The Wuxi, China-based company's quarterly net revenues plunged 68% to $90.24 million from $282.37 million in the comparable period. Sales volume was 88,497 tonnes, down 50.6% from 179,175 tonnes in the third quarter of 2008.

Domestic sales increased 15.7% year-over-year to $65.8 million, while International sales plunged 89.1% to $24.5 million from last year, due to a significant decrease in demand for OCTG from international markets, especially in North America.

Sales volume for API (American Petroleum Institute) products was 67,421 tonnes, down 29% from 94,935 tonnes a year ago. API product sales were $63.6 million, 54.9% lower than $140.9 million a year earlier, reflecting a 36.4% decline in average selling prices.

Sales volume for non-API products dropped 76.1% to 11,894 tonnes from 49,822 tonnes in the previous year. Non-API product sales were $20.7 million, down 79.0% from $98.7 million in the third quarter of 2008.

API products accounted for 70.5% of the company's net revenues, compared to 49.9% last year. Non-API products accounted for 23.0% of the company's net revenues, compared to 34.9% in the previous year.

Gross margin was 5.0%, compared with 23.3% in the prior year, impacted negatively by lower average selling prices for OCTG (Oil Country Tubular Goods) products and a larger proportion of lower-margin API products in the sales mix.

At the end of the quarter, the company had cash and cash equivalents of $83.9 million, lower than $89.1 million as of December 31, 2008.

For the nine-month period, net income attributable to the company plummeted to $19.65 million or $0.10 per share from $71.59 million or $0.35 per share in the previous year. Earnings per ADS was $0.19, much lower than $0.70 in the comparable period.

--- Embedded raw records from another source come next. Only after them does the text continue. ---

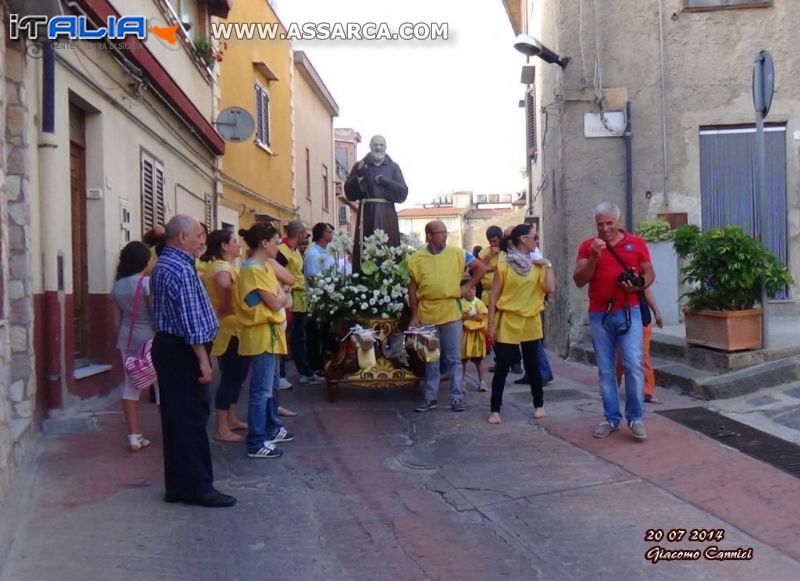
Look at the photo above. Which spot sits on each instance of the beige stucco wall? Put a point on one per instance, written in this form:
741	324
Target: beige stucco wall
708	57
118	125
313	126
176	59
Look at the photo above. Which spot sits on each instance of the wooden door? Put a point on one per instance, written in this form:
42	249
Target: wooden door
80	270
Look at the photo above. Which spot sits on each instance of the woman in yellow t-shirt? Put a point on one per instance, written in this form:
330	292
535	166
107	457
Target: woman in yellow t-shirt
220	279
259	309
518	291
473	342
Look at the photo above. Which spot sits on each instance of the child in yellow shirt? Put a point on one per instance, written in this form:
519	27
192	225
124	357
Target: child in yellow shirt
473	343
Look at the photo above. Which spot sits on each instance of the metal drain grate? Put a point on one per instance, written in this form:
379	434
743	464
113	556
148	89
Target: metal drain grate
550	395
779	453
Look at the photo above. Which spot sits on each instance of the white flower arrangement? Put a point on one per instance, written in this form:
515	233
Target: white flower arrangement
379	291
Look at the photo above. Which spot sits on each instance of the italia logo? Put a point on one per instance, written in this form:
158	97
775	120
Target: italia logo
36	27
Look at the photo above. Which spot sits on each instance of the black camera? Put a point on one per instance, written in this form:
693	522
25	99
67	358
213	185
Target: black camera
635	280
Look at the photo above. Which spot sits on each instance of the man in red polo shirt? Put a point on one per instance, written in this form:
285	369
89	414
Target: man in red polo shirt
614	316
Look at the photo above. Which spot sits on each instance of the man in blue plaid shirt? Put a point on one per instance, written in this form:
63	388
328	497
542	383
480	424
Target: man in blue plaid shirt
185	326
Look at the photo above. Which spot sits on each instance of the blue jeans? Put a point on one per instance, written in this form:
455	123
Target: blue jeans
605	339
262	411
450	349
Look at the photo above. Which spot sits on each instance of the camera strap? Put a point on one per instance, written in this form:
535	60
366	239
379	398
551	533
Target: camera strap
613	298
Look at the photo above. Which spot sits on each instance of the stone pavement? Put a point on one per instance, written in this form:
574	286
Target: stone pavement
371	490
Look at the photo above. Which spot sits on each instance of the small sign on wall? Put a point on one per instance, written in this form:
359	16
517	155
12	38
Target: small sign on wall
610	124
124	222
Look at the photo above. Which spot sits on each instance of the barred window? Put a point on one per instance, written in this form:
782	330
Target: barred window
153	205
530	122
262	117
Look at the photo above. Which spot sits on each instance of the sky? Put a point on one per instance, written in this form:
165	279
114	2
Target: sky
448	108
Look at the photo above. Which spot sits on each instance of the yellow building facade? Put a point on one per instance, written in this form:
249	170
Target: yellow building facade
257	174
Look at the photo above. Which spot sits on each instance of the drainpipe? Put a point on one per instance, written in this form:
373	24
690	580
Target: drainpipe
662	55
628	169
52	225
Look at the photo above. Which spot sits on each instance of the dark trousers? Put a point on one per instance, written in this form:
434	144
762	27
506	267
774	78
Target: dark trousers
316	338
297	344
184	416
504	354
234	371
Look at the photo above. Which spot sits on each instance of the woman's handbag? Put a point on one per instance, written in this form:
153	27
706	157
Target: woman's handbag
139	368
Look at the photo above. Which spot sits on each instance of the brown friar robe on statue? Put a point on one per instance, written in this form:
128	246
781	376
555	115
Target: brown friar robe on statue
376	210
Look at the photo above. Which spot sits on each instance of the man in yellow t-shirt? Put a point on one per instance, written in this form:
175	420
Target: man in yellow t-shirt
489	256
434	295
289	256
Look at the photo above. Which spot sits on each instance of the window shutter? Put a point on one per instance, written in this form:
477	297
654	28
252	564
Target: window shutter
530	122
209	214
265	115
153	199
159	195
262	116
259	116
148	201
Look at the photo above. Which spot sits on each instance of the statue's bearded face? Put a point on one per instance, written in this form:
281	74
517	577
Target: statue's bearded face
378	148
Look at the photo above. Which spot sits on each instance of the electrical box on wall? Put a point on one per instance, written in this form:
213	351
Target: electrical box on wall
611	124
124	222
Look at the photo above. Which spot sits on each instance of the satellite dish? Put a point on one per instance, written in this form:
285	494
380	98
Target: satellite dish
235	124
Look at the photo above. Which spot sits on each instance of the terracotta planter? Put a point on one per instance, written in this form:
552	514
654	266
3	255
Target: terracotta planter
725	330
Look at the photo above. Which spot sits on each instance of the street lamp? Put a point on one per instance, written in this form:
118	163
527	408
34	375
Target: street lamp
530	46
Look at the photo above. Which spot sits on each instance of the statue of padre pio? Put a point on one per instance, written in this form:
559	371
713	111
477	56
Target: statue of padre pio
377	182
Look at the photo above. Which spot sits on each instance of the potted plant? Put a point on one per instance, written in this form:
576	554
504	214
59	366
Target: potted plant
726	267
205	52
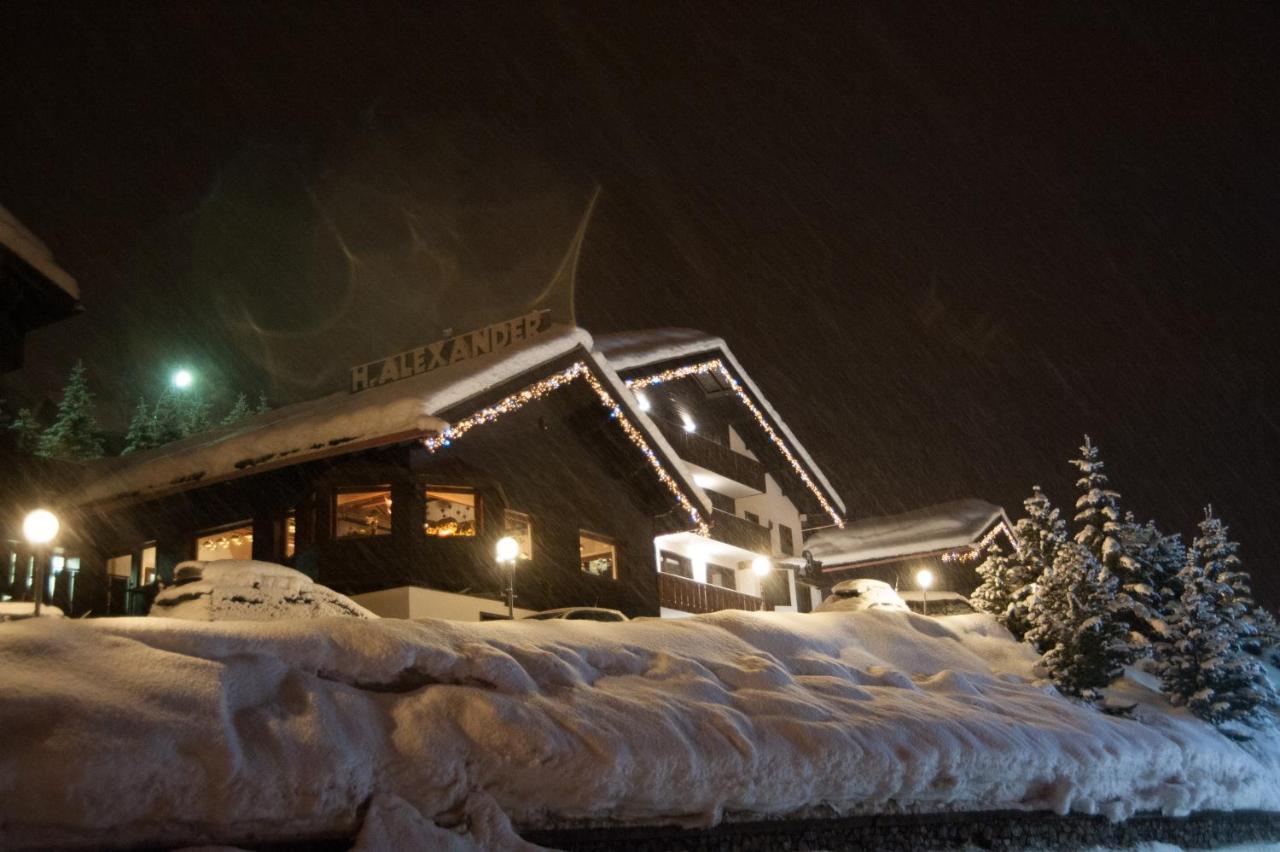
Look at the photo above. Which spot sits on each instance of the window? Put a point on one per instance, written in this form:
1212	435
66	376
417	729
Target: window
362	514
597	555
785	541
721	576
670	563
228	543
451	513
521	528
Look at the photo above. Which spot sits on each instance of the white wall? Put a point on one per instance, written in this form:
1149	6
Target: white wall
411	601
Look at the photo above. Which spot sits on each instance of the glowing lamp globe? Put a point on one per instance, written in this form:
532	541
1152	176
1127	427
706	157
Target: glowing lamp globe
40	526
507	550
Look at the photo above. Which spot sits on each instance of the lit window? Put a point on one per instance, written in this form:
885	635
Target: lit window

Year-to-date, net revenues were $427.30 million, lower than $612.78 million last year.

Looking ahead, the company expects domestic shipments in the fourth quarter will remain at the same level as the third quarter, due to the normal seasonal slowdown in drilling activities in Northern China during the winter months.

Based on the contract wins and shipments to date, WSP Holdings anticipates that operating results in the fourth quarter will be better than the third quarter.

WH is currently trading at $3.51 per share, down 19.68%, on the New York Stock Exchange.